When they made it home, everyone went off to their own rooms to prepare for the next day and to try to get some rest. Leland tossed and turned most of the night, unable to settle the enraged grizzly inside him.

Finally, he got out of bed and ripped off all his clothes as he made his way out into the cool night air. Under a waning moon, he roared up into the sky, his thick breath puffing out in front of him. He shifted with a strangled roar and fell on his four massive paws. The grizzly was angry and in need of blood. He sniffed the air, picking up the scent of the cattle grazing in the north pasture.

Breaking into the pasture and hunting the cattle would be like shooting fish in a barrel for his grizzly.
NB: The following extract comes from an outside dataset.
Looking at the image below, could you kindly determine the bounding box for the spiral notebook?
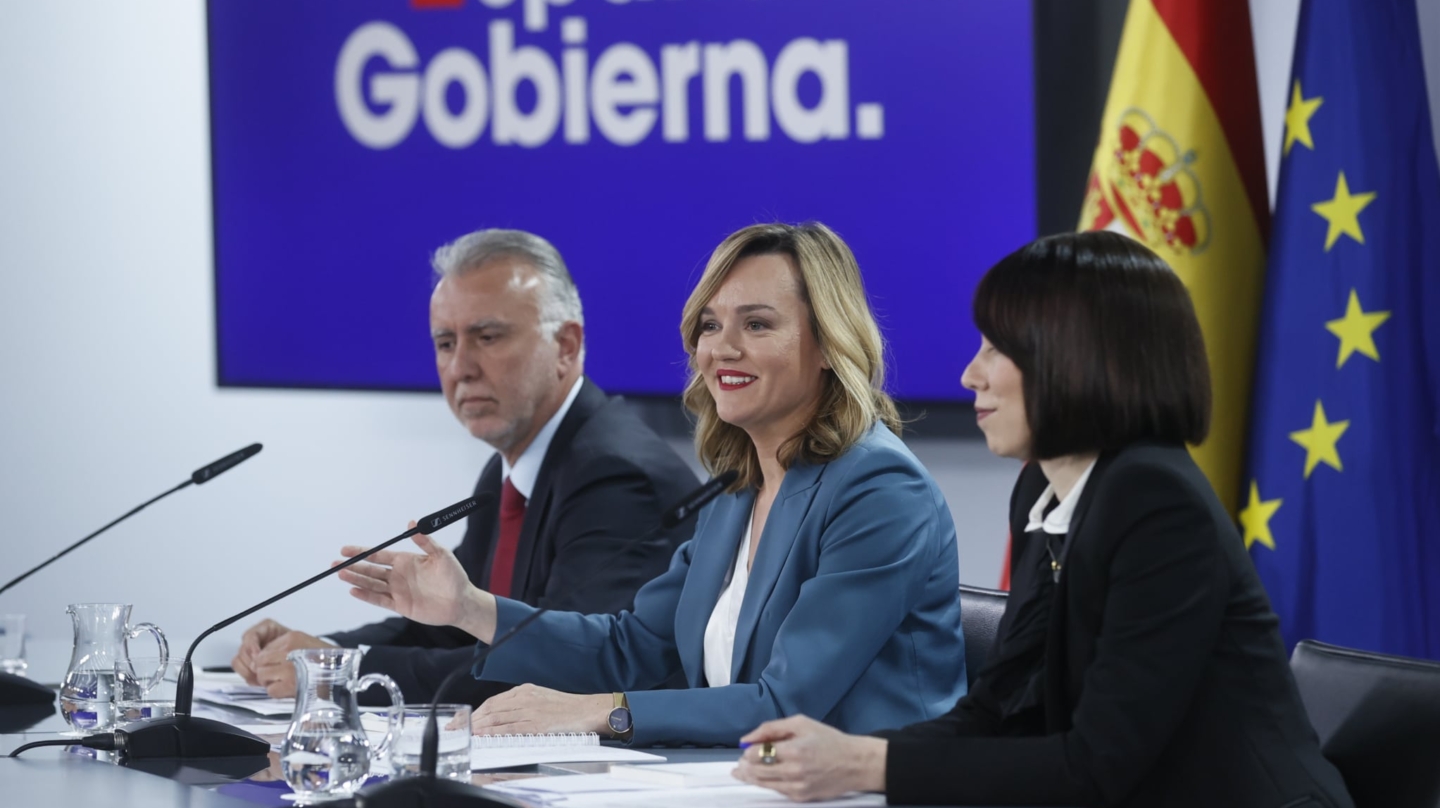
[469,732,665,772]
The animal started to move up the driveway toward the sleeping cattle. Leland's human mind screamed inside him, trying to regain control of his inner beast.

He charged toward a barbed wire fence, but yanked himself away at the last moment. He picked up the scent and shot off into the woods. He charged and roared, crashing through the woods, bashing at small creatures and scratching at tree trunks. He didn't know how many small woodland creatures he crushed in the night.

In the morning, he found himself naked and smeared with blood. There was a small bird dead beside him in the dewy grass. He pressed his eyes closed with guilt. The grizzly inside him scratched at his eyeballs, reminding him that his mate was in danger.

Standing in the chill forest morning, Leland stretched and tried to clear his mind. It was still quite early, and the sun was barely eking out over the eastern mountains.

As he padded down the slope to the road, walking on bare feet along the gravel driveway toward the house, he heard a motor screeching behind him. Leland snapped his head around and immediately shifted into his bear.